Mailbag: On Fluorocarbon Ukulele Strings

Question from: Concerned Ukulele Player

"I notice that you have used Martin Fluorocarbons on ukes in the past and in a couple of recent instruments you have used the D’Addarios. I am curious of your thoughts. I recently strung an instrument with them. It seems to me that the D’Addarios are perhaps a little warmer and maybe a little more balanced, but I am not sure. The Martins may have a little more shimmer, which may be just a brightness. I am never sure as after a short I am not sure of my memory of sound or feel.

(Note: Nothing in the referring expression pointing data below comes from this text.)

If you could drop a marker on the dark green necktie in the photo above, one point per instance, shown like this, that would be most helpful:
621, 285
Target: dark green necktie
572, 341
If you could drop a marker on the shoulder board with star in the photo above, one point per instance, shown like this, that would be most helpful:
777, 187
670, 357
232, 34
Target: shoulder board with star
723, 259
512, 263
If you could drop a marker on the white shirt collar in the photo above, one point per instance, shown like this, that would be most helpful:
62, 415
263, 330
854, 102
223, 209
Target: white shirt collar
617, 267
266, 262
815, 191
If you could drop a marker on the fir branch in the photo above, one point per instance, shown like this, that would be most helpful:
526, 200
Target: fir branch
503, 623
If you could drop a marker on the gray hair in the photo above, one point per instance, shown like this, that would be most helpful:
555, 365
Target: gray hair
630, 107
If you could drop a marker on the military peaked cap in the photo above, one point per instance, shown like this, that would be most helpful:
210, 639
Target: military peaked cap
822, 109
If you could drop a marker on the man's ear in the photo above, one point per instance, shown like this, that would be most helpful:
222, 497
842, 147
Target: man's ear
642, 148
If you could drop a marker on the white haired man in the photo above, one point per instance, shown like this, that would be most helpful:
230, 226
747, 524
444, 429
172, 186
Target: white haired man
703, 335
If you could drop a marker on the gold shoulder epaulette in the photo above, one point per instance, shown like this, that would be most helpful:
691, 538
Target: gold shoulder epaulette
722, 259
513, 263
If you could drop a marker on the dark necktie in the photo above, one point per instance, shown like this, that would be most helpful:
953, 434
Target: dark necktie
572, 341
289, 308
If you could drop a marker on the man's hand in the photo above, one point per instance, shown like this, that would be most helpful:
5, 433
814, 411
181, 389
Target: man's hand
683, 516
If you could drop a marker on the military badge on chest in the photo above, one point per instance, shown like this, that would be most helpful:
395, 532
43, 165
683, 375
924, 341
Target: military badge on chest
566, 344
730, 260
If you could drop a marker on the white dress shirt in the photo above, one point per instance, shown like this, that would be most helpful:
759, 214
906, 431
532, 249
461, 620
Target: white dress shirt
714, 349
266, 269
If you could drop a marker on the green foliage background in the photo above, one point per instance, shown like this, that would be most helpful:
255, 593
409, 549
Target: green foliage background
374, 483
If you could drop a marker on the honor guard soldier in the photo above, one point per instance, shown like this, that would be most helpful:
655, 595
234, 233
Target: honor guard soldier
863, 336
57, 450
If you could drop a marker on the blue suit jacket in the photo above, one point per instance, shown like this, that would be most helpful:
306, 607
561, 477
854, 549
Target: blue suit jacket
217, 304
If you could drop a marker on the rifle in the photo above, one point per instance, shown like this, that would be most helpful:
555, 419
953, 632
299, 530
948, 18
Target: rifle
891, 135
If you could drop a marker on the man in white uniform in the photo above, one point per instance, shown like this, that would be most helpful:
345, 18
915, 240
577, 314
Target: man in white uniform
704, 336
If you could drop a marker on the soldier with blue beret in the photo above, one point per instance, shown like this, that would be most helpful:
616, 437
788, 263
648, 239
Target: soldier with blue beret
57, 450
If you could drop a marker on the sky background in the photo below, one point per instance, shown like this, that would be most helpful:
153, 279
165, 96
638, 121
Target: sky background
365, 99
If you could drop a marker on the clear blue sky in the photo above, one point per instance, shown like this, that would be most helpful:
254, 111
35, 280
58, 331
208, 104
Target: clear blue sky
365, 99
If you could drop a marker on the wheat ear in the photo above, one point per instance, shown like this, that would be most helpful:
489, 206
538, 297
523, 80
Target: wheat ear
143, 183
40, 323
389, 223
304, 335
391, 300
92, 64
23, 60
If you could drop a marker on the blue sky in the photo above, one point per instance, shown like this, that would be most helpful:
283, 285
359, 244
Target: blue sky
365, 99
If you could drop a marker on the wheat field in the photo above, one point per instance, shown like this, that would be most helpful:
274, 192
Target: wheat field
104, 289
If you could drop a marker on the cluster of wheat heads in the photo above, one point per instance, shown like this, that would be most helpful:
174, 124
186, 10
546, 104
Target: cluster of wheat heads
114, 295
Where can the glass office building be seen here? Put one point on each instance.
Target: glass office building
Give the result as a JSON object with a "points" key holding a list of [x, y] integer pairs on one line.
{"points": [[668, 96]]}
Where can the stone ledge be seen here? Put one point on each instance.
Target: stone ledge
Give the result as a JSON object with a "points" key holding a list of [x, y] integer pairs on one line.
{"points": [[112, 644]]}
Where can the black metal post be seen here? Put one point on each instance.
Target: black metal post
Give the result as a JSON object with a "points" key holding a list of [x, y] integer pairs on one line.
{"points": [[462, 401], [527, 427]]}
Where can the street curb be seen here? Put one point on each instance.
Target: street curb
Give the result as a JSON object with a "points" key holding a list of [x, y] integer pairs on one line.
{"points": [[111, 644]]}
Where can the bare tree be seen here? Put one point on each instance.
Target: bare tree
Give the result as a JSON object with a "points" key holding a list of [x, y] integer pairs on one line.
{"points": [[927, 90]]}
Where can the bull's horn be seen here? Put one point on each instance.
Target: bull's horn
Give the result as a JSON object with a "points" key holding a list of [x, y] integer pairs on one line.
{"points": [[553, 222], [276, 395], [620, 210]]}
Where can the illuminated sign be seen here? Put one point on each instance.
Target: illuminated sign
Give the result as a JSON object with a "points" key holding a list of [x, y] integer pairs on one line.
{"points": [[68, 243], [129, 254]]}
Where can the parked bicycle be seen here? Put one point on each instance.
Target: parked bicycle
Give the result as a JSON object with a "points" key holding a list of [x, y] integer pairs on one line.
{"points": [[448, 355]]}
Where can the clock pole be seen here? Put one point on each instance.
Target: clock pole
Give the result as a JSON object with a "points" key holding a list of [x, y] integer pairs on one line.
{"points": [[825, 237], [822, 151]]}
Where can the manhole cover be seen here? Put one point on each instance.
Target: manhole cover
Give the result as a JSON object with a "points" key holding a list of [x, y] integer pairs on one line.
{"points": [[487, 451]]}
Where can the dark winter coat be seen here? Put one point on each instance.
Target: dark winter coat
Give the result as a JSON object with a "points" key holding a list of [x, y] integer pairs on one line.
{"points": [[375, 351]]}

Curious about what you have found?"


Reply from: Jake

"I stopped using the Martins when they got inconsistent (intonation, same thickness throughout) about a year and a half ago. The D'Addarios are VERY consistent and, yep, sound great. I've been using them for everything [ukulele] as standard strings since.

The low G tenor uke set from D'Ad with the unwound G is also fantastic -- short-scale bari ukes can use it to tune to a step above DGBE (like capo on 2) and long scale ones can tune DGBE and still sound great... all plain, too. On soprano you can get "low A" with them -- ADF#B -- which is neat, too, and on longer-scale sopranos ~14" you can get the low G out of it.

I also like Worths but I only really [use] them for my own instruments or specific use due to cost and fuss of having to remember that they're 2-sets-in-1 because of the length. :) Their clears are a little more sparkly than the D'Ads and their browns are more mellow and fundamental-sounding."